Disaster recovery

About disaster recovery methods
- Metro-DR
- Regional-DR
Defining applications for disaster recovery
- Best practices when defining an RHACM-managed VM
- Best practices when defining an RHACM-discovered virtual machine
VM behavior during disaster recovery scenarios
Metro-DR for Red Hat OpenShift Data Foundation

OpenShift Virtualization supports using disaster recovery (DR) solutions to ensure that your environment can recover after a site outage. To use these methods, you must plan your OpenShift Virtualization deployment in advance.

About disaster recovery methods

For an overview of disaster recovery (DR) concepts, architecture, and planning considerations, see the Red Hat OpenShift Virtualization disaster recovery guide in the Red Hat Knowledgebase.

The two primary DR methods for OpenShift Virtualization are Metropolitan Disaster Recovery (Metro-DR) and Regional-DR.

Metro-DR

Metro-DR uses synchronous replication. It writes to storage at both the primary and secondary sites so that the data is always synchronized between sites. Because the storage provider is responsible for ensuring that the synchronization succeeds, the environment must meet the throughput and latency requirements of the storage provider.

Regional-DR

Regional-DR uses asynchronous replication. The data in the primary site is synchronized with the secondary site at regular intervals.

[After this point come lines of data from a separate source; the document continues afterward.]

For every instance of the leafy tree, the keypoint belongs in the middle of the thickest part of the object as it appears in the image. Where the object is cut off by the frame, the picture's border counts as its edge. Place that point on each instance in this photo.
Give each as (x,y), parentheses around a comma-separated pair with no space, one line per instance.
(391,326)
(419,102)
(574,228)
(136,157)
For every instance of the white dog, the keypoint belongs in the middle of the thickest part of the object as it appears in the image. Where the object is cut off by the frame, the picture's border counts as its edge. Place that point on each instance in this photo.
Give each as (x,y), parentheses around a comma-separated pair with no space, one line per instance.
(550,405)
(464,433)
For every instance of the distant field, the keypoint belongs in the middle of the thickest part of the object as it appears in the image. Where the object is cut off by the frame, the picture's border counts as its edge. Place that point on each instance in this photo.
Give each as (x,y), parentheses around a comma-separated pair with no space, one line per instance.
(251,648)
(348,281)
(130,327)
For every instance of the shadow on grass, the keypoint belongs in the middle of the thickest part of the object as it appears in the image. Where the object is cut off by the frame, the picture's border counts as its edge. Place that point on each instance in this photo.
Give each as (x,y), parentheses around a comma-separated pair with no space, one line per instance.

For this type of replication, you can have a higher latency connection between the primary and secondary sites.

Regional-DR is a Technology Preview feature only. Technology Preview features are not supported with Red Hat production service level agreements (SLAs) and might not be functionally complete. Red Hat does not recommend using them in production. These features provide early access to upcoming product features, enabling customers to test functionality and provide feedback during the development process.

For more information about the support scope of Red Hat Technology Preview features, see Technology Preview Features Support Scope.

Defining applications for disaster recovery

Define applications for disaster recovery by using VMs that Red Hat Advanced Cluster Management (RHACM) manages or discovers.

Best practices when defining an RHACM-managed VM

An RHACM-managed application that includes a VM must be created by using a GitOps workflow and by creating an RHACM application or ApplicationSet.

There are several actions you can take to improve your experience and chance of success when defining an RHACM-managed VM.

Use a PVC and populator to define storage for the VM

Because data volumes create persistent volume claims (PVCs) implicitly, data volumes and VMs with data volume templates do not fit as neatly into the GitOps model.

Use the import method when choosing a population source for your VM disk

Use the import method to work around limitations in Regional-DR that prevent you from protecting VMs that use cloned PVCs.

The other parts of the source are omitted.